Maz, I agree, don't let your mother drag you into any debate about whether you should or should not have a holiday, or whether you do or do not need a break from her! Like I say, just 'tell' her what you will be doing.
Interesting (and perhaps revealing!) that there was a 'situation' when you last went away - was that to punish you, perhaps? Or to try and get you to come back early?
I'm afraid I rather hold to the opinion that, at some deep subconscoius level (and sometimes not so subconsious!) there is a kind of Darwinian struggle going on between carer and caree. The caree is 'desperate' to get the carer to commit 24x7 to endless, perpetual care, and will pull every psychological trick in the book, ruthless, and without compunction or compassion or consideration for the carer, to achieve that.
Think of a baby wanting food in the night! It cries, and cries, and cries - it's never ever going to think 'oh, dear, Mum won't like a broken night, and she does need her sleep, i know, so I think I'll wait till morning'!!!! Same with old folk - they want US and they want us ALL THE TIME at their disposal.
It's about power, I suppose. A baby only has power when it has power over our emotions, to make us care for it.
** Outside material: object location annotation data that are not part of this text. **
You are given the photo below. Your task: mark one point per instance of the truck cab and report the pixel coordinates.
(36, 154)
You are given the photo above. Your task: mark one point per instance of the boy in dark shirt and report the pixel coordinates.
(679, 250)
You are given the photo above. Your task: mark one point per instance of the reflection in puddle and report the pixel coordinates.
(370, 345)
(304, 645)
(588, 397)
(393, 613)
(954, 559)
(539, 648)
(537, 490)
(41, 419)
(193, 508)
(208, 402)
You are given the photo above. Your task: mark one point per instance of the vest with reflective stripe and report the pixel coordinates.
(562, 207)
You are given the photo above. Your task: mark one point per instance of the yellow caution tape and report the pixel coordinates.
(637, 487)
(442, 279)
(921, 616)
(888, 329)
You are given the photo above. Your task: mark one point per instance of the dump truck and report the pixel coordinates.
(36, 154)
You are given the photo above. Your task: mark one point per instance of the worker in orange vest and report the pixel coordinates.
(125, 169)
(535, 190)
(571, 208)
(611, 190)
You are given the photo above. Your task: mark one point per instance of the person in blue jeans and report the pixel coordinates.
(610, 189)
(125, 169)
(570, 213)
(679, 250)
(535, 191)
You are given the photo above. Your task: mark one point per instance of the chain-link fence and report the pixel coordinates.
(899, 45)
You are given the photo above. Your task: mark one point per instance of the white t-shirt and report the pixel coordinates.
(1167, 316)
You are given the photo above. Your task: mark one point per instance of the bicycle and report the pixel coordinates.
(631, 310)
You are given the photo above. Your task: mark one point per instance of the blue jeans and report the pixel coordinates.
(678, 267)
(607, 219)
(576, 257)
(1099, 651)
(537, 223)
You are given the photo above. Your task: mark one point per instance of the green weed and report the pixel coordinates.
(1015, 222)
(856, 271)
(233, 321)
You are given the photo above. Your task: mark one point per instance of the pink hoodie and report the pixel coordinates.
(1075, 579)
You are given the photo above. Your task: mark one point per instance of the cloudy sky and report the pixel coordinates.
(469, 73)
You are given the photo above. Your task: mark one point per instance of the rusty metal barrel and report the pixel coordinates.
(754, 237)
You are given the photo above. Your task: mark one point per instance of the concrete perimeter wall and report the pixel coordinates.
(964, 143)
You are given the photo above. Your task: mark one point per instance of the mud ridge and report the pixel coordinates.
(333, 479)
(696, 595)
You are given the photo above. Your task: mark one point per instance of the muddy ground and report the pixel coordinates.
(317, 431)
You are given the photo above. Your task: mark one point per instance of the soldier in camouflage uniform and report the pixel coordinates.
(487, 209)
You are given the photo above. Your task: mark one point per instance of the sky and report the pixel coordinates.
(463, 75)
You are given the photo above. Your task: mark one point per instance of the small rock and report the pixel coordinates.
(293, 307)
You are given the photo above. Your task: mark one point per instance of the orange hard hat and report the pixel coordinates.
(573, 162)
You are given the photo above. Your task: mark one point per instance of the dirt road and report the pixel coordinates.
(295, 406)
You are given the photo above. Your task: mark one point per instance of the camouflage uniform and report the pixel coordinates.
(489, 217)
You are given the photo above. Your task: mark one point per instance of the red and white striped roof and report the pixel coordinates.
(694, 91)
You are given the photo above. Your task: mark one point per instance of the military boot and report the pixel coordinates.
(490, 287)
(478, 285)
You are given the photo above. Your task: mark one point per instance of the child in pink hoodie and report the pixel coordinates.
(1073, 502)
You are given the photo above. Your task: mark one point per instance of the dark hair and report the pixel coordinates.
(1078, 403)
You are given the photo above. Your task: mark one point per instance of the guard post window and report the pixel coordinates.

Ditto with our elders. They more powerless they get, in terms of being dependent on others, the more urgent it is for them to control our emotional response to them.
I agree the 'impulse to mollycoddle' is almsot impossble to ignore! I do it with my MIL - a sort of URGENT RUSH to get her a cup of tea, to make her breakfast, to take her out for a nice drive in teh countryside, to fuss over her and make her warm and comfy.....
Very, very hard to fight against!
But....once we are away from them, it becomes easier!
They do try it on you know - not necessarily deliberately, but all the same. When I took my MIL back to her flat in the new year, the morning I left she sat by the TV in her usual chair, as I had my breakfast, and looked around her helplessly. "How will I manage?' she asked in a vague, trembly sort of way. I just said brightly something like 'oh it will all come back to you!'.....and when I went off shopping for her, and returned, she was fine, and had already made her own soup for lunch. She's been fine every time I've phoned her since!
So you d have to blank out the lemon face and the 'pressure' that they exert, like a forcefield almost, all around them, to keep us in orbit, to keep us in line. They go on about their ailments (lucikly, my MIL doesn't!)(she's great like that, thankfully), and as you say, never dream that anyone else can ever have anything amiss (and they have no sympathy, either, because any one else's infirmity is competition for them, and your ailments are a threat to her, as they may incapacitate you as her carer, whicdh is your primary function in life now!)
I do think, overall, one has to 'disengage emotionally' quite a lot. We aren't horrible, just 'not really involved' - a degree of indifference. It's why, I think, professional carers are so good with them - because they don't really care, that's why! There are no chains and knots and childhood programming to bind them to the caree, and byand large carees seldom play up professional carers the way they do their relatives!
All the best, and definitely take your break, and don't moddlecoddle your mum!
(If you want to 'salve your conscience' - not morally necessary, but you may illogically feel it anyway! - how about giving her some 'nice treats' when you come back!)